AICH extended tag support [tracked]

old granted and denied feature requests

Moderator: AniDB

L'Eliminateur

AICH extended tag support [tracked]

Post by L'Eliminateur » Tue Sep 14, 2004 12:31 am

dunno if anidb supports it now(extended ed2k tags), it would be a great idea to allow the new AICH tag from emule 44, it would help A LOT and it's transparent to old non compliant clients

L'Eliminateur

User avatar
DonGato
Posts: 1296
Joined: Sun Nov 17, 2002 9:08 pm
Location: The Pampas, The land of the Gaucho!
Contact:

Post by DonGato » Tue Sep 14, 2004 7:53 am

I think that first it should prove to be really useful.

rowaasr13
Posts: 415
Joined: Sat Sep 27, 2003 4:57 am

Post by rowaasr13 » Tue Sep 14, 2004 12:50 pm

I've seen ICH recover pretty large ~6-8Mb chunks lately. So it IS useful, I think. However, I'm not really sure if it really should be in DB, as it is generated and passed around by eMule automatically anyway. Only files where AICH from DB would be useful are old/rare files with only old clients as sources that do not give you AICH.

User avatar
DonGato
Posts: 1296
Joined: Sun Nov 17, 2002 9:08 pm
Location: The Pampas, The land of the Gaucho!
Contact:

Post by DonGato » Tue Sep 14, 2004 1:00 pm

rowaasr13 wrote:I've seen ICH recover pretty large ~6-8Mb chunks lately. So it IS useful, I think. However, I'm not really sure if it really should be in DB, as it is generated and passed around by eMule automatically anyway. Only files where AICH from DB would be useful are old/rare files with only old clients as sources that do not give you AICH.
Get a better client then...
So it IS useful != I think. Or is or is not, but not maybe. That's why I said to wait.
About the old records. What's the point to build an AICH entry if you don't have the info for it and the client doesn't support it? Remember the AICH string in the ed2k link is a mere ed2k hash to the SHA1 stored in the client having the file (or so they say in the "documentation").

rowaasr13
Posts: 415
Joined: Sat Sep 27, 2003 4:57 am

Post by rowaasr13 » Tue Sep 14, 2004 2:25 pm

Just to be clear: I'm not original poster and I'm not advocating for AICH.
Get a better client then...
Maybe I dindn't said it clear enough, so I'll try to reword it. As I understand AICH implementation (didn't had time to inspect its code yet) only downloading client must have AICH in order to use it to restore corrupted data. So it could be useful if I, with NEW client, will try to download rare file that only uploaders with OLD clients have. I won't get AICH from them, no matter how good MY client is, because normally AICH is provided by uploader. So, for such files external (stored in DB) AICH might be useful, but I don't really think that there are too many such files.
Last edited by rowaasr13 on Tue Sep 14, 2004 2:35 pm, edited 1 time in total.

User avatar
DonGato
Posts: 1296
Joined: Sun Nov 17, 2002 9:08 pm
Location: The Pampas, The land of the Gaucho!
Contact:

Post by DonGato » Tue Sep 14, 2004 2:34 pm

Please read before giving opinions. ;)

http://forum.emule-project.net/index.ph ... opic=58114

You're requesting that AniDB reads the known2.met and store "about 24000 hash for a 4GB files and 48000 hashs for a complete hashtree". :roll:

rowaasr13
Posts: 415
Joined: Sat Sep 27, 2003 4:57 am

Post by rowaasr13 » Tue Sep 14, 2004 2:48 pm

Got it. Quite simple and works like a chram.
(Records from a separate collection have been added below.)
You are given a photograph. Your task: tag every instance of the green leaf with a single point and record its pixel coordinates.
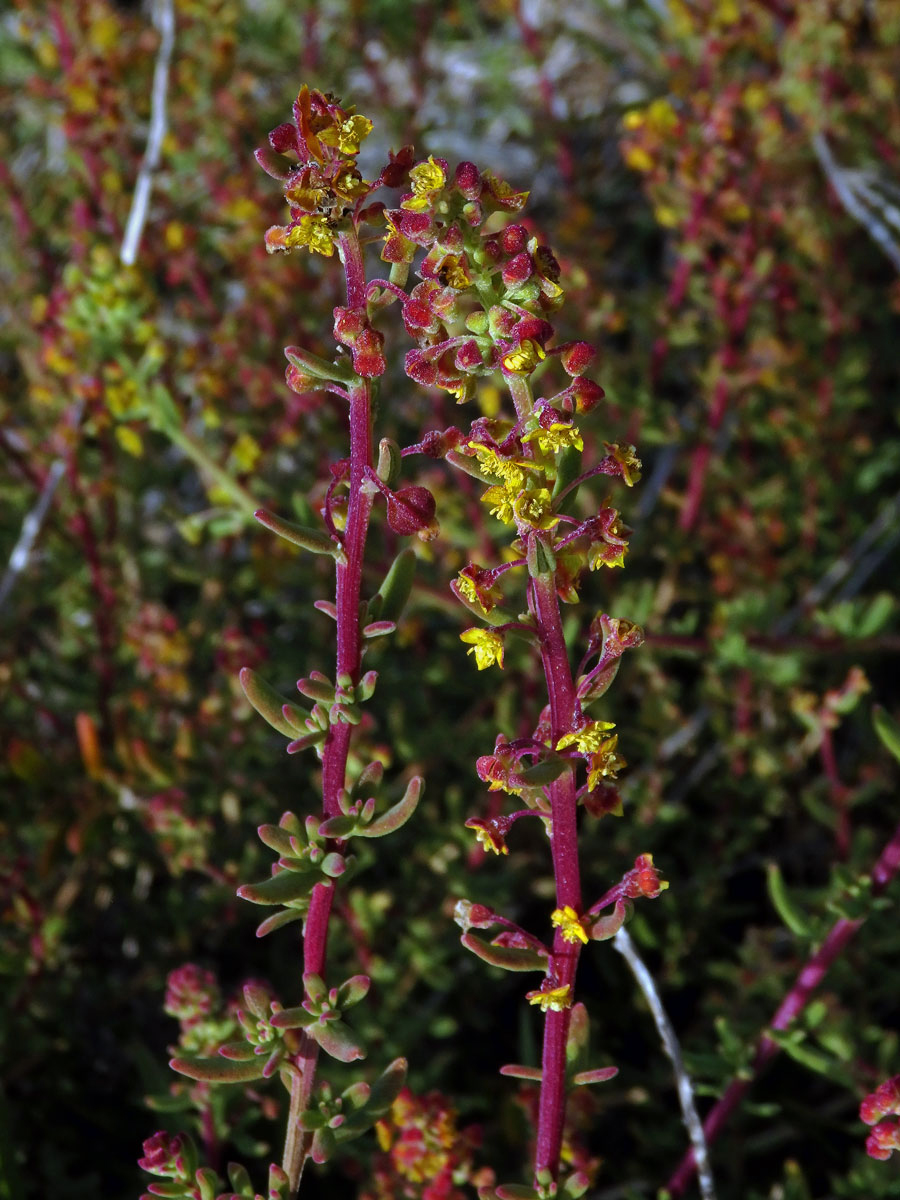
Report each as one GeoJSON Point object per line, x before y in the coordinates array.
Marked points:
{"type": "Point", "coordinates": [541, 773]}
{"type": "Point", "coordinates": [339, 827]}
{"type": "Point", "coordinates": [286, 887]}
{"type": "Point", "coordinates": [797, 922]}
{"type": "Point", "coordinates": [267, 701]}
{"type": "Point", "coordinates": [391, 597]}
{"type": "Point", "coordinates": [276, 838]}
{"type": "Point", "coordinates": [293, 1019]}
{"type": "Point", "coordinates": [395, 816]}
{"type": "Point", "coordinates": [353, 990]}
{"type": "Point", "coordinates": [534, 1074]}
{"type": "Point", "coordinates": [568, 469]}
{"type": "Point", "coordinates": [336, 1039]}
{"type": "Point", "coordinates": [598, 1075]}
{"type": "Point", "coordinates": [509, 958]}
{"type": "Point", "coordinates": [313, 540]}
{"type": "Point", "coordinates": [887, 730]}
{"type": "Point", "coordinates": [323, 1145]}
{"type": "Point", "coordinates": [238, 1051]}
{"type": "Point", "coordinates": [280, 919]}
{"type": "Point", "coordinates": [219, 1071]}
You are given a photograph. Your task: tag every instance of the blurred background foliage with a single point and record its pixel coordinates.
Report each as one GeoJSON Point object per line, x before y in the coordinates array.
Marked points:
{"type": "Point", "coordinates": [721, 184]}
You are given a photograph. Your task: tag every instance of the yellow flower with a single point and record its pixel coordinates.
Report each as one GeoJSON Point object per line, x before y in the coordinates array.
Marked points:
{"type": "Point", "coordinates": [534, 508]}
{"type": "Point", "coordinates": [486, 646]}
{"type": "Point", "coordinates": [557, 437]}
{"type": "Point", "coordinates": [553, 999]}
{"type": "Point", "coordinates": [568, 921]}
{"type": "Point", "coordinates": [313, 232]}
{"type": "Point", "coordinates": [525, 358]}
{"type": "Point", "coordinates": [348, 135]}
{"type": "Point", "coordinates": [487, 837]}
{"type": "Point", "coordinates": [604, 762]}
{"type": "Point", "coordinates": [510, 471]}
{"type": "Point", "coordinates": [589, 738]}
{"type": "Point", "coordinates": [426, 179]}
{"type": "Point", "coordinates": [625, 456]}
{"type": "Point", "coordinates": [501, 498]}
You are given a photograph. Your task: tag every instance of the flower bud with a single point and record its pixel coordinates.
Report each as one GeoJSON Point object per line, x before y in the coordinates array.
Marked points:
{"type": "Point", "coordinates": [412, 510]}
{"type": "Point", "coordinates": [576, 358]}
{"type": "Point", "coordinates": [468, 180]}
{"type": "Point", "coordinates": [519, 269]}
{"type": "Point", "coordinates": [420, 369]}
{"type": "Point", "coordinates": [514, 239]}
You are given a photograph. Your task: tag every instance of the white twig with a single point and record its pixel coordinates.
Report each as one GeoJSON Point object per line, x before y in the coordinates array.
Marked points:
{"type": "Point", "coordinates": [165, 22]}
{"type": "Point", "coordinates": [627, 948]}
{"type": "Point", "coordinates": [843, 180]}
{"type": "Point", "coordinates": [30, 528]}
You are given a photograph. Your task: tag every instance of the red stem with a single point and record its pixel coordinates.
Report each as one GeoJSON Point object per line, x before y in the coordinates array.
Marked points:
{"type": "Point", "coordinates": [564, 846]}
{"type": "Point", "coordinates": [337, 742]}
{"type": "Point", "coordinates": [793, 1003]}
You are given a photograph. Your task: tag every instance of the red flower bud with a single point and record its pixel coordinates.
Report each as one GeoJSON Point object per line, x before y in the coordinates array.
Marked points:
{"type": "Point", "coordinates": [576, 358]}
{"type": "Point", "coordinates": [468, 357]}
{"type": "Point", "coordinates": [468, 180]}
{"type": "Point", "coordinates": [420, 369]}
{"type": "Point", "coordinates": [412, 510]}
{"type": "Point", "coordinates": [519, 269]}
{"type": "Point", "coordinates": [514, 239]}
{"type": "Point", "coordinates": [586, 394]}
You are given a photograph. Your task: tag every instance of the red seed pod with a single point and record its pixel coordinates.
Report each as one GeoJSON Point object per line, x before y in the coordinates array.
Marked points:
{"type": "Point", "coordinates": [468, 180]}
{"type": "Point", "coordinates": [349, 324]}
{"type": "Point", "coordinates": [519, 269]}
{"type": "Point", "coordinates": [514, 239]}
{"type": "Point", "coordinates": [412, 510]}
{"type": "Point", "coordinates": [468, 357]}
{"type": "Point", "coordinates": [576, 358]}
{"type": "Point", "coordinates": [299, 382]}
{"type": "Point", "coordinates": [420, 369]}
{"type": "Point", "coordinates": [586, 394]}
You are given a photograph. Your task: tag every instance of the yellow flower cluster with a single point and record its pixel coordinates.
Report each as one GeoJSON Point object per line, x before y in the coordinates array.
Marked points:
{"type": "Point", "coordinates": [589, 738]}
{"type": "Point", "coordinates": [553, 1000]}
{"type": "Point", "coordinates": [604, 762]}
{"type": "Point", "coordinates": [569, 923]}
{"type": "Point", "coordinates": [311, 231]}
{"type": "Point", "coordinates": [426, 180]}
{"type": "Point", "coordinates": [486, 646]}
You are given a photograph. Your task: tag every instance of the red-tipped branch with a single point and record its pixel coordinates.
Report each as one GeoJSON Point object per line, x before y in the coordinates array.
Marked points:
{"type": "Point", "coordinates": [797, 999]}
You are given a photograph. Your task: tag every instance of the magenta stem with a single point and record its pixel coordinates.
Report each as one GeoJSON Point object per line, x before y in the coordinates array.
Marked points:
{"type": "Point", "coordinates": [793, 1003]}
{"type": "Point", "coordinates": [564, 846]}
{"type": "Point", "coordinates": [337, 742]}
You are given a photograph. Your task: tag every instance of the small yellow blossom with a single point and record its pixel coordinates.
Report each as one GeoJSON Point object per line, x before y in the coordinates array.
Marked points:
{"type": "Point", "coordinates": [569, 923]}
{"type": "Point", "coordinates": [313, 232]}
{"type": "Point", "coordinates": [535, 509]}
{"type": "Point", "coordinates": [557, 437]}
{"type": "Point", "coordinates": [607, 555]}
{"type": "Point", "coordinates": [589, 738]}
{"type": "Point", "coordinates": [637, 159]}
{"type": "Point", "coordinates": [510, 471]}
{"type": "Point", "coordinates": [525, 358]}
{"type": "Point", "coordinates": [555, 1000]}
{"type": "Point", "coordinates": [486, 646]}
{"type": "Point", "coordinates": [490, 839]}
{"type": "Point", "coordinates": [426, 180]}
{"type": "Point", "coordinates": [501, 498]}
{"type": "Point", "coordinates": [625, 456]}
{"type": "Point", "coordinates": [604, 762]}
{"type": "Point", "coordinates": [348, 135]}
{"type": "Point", "coordinates": [451, 271]}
Well, in that case AniDB could be source of "trusted hash", adding AICH master to link automatically. Since most of hashing is done automatically by AoM on locally stored files it will be quite hard to compromise AICH stored here and since exchanged AICH is not saved and not trusted until at least 10 AICH sources agree, once again, this could really help with rare files.

PetriW
AniDB Staff
Posts: 1522
Joined: Sat May 24, 2003 2:34 pm

Post by PetriW » Tue Sep 14, 2004 10:24 pm

This sounds like a really bad idea to me, it's far too much data to validate it's usefulness.
20kb may not sounds much for one file but there's a lot of files on anidb and many of them are quite large which would lead to AniDB hosting like 1.5gb of hashes.... (13049gb files * 6000 hashes * 20 byte)

Elberet
Posts: 778
Joined: Sat Jul 19, 2003 8:14 pm

Post by Elberet » Wed Sep 15, 2004 1:34 am

Is it just me, or does thing whole thing sound exactly like how BitTorrent works?
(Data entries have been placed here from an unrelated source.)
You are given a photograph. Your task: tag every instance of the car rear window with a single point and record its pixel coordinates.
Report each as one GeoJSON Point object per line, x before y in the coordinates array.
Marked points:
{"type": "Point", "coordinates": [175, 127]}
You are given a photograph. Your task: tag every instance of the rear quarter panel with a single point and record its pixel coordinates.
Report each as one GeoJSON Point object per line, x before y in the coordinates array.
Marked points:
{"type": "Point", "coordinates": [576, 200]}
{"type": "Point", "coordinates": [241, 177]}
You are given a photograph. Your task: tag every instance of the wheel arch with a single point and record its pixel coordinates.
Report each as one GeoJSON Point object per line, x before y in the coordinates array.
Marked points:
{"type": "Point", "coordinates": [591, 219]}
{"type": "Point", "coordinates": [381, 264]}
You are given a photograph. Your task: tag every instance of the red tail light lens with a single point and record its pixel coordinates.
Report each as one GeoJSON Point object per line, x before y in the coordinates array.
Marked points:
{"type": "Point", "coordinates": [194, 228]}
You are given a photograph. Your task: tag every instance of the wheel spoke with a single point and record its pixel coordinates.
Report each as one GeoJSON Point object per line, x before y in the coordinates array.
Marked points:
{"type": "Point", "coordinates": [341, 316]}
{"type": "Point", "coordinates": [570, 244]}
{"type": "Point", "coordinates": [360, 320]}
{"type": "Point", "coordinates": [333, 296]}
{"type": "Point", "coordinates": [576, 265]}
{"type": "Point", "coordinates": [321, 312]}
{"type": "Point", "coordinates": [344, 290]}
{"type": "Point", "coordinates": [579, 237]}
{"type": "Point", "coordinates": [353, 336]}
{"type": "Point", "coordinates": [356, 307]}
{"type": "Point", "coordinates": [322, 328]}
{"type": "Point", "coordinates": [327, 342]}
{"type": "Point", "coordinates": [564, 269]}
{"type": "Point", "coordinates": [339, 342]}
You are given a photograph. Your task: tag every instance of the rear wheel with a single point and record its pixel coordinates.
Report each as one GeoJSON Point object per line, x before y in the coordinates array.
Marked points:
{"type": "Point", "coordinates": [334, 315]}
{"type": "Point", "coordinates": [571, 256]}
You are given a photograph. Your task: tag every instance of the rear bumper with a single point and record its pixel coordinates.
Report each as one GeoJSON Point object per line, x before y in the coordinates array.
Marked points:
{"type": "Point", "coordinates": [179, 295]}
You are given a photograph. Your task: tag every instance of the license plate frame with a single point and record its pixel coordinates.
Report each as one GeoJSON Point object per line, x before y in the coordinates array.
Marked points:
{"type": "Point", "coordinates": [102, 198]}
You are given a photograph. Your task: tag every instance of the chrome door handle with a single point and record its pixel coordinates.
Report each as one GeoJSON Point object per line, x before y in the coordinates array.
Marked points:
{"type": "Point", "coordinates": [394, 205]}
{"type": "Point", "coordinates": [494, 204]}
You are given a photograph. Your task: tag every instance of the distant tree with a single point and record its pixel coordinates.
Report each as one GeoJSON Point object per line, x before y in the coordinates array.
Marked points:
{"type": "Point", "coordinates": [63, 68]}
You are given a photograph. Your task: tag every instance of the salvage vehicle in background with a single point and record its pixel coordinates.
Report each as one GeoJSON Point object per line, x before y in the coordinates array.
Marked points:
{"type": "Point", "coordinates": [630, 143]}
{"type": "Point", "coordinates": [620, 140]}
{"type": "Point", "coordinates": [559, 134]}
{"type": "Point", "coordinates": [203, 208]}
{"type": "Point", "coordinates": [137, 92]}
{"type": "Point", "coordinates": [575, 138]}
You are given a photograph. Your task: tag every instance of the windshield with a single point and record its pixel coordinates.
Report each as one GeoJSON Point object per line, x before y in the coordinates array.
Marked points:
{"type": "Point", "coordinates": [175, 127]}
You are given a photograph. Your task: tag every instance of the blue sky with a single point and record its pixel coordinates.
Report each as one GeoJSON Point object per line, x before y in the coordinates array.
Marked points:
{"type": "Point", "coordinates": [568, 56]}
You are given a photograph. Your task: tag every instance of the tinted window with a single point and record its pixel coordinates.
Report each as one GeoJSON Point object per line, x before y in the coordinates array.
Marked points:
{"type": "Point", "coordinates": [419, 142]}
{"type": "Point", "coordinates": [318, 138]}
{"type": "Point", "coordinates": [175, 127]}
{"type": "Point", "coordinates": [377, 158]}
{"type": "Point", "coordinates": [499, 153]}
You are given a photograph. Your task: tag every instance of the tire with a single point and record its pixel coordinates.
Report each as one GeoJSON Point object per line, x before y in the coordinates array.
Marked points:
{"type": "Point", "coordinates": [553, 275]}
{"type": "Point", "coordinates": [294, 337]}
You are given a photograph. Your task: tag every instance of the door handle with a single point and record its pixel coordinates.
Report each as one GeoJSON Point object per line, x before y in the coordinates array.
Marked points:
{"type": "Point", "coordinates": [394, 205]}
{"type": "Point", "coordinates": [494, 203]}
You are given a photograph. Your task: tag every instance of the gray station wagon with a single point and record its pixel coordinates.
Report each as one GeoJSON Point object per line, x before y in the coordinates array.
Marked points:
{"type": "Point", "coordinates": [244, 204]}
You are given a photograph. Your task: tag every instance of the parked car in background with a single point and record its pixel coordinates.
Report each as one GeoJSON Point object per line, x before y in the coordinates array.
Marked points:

- Each 9MB chunk is split into many smaller chunks of about 175KB.
- Each mini-chunk is hashed using SHA1.
- The hashes are once again hashed using SHA1.
- The resulting hash is called the root-hash.

The difference between eMule and BitTorrent is that these hashes are only used to repair broken chunks. The old ed2k-hash, which identifies a file in the network, is, together with the filesize, still the one and only bit of information that determines which file a user is going to receive.

The new AICH root-hash is either obtained through an ed2k:// link that includes it, or from the network itself - a statistical analysis determines if it is the right hash or not. The hashset itself, however, is never not part of the ed2k:// link and is never transferred over the network - at least not completely. A client may, if it has detected a corruption in a downloaded chunk, ask another client to send some of the AICH hashes for the corrupted chunk.

So, for AniDB, this means that it doesn't have to store the sub-hashes if it wants to support AICH. If supporting it is desired, AniDB would only have to store one additional hash in it's database: the AICH root-has for a file. Doing more, e.g. storing the complete AICH hashset, is neither needed nor possible.

Guest

Post by Guest » Wed Sep 15, 2004 4:40 am

exactly as Elberet said, i don't know why the rest of you went to assume that it implied some hash hosting by anidb, you're wrong
the AICH hash doesn't needs the complete hashset in the ed2klink, and the recovery hashes are passes P2P between clients.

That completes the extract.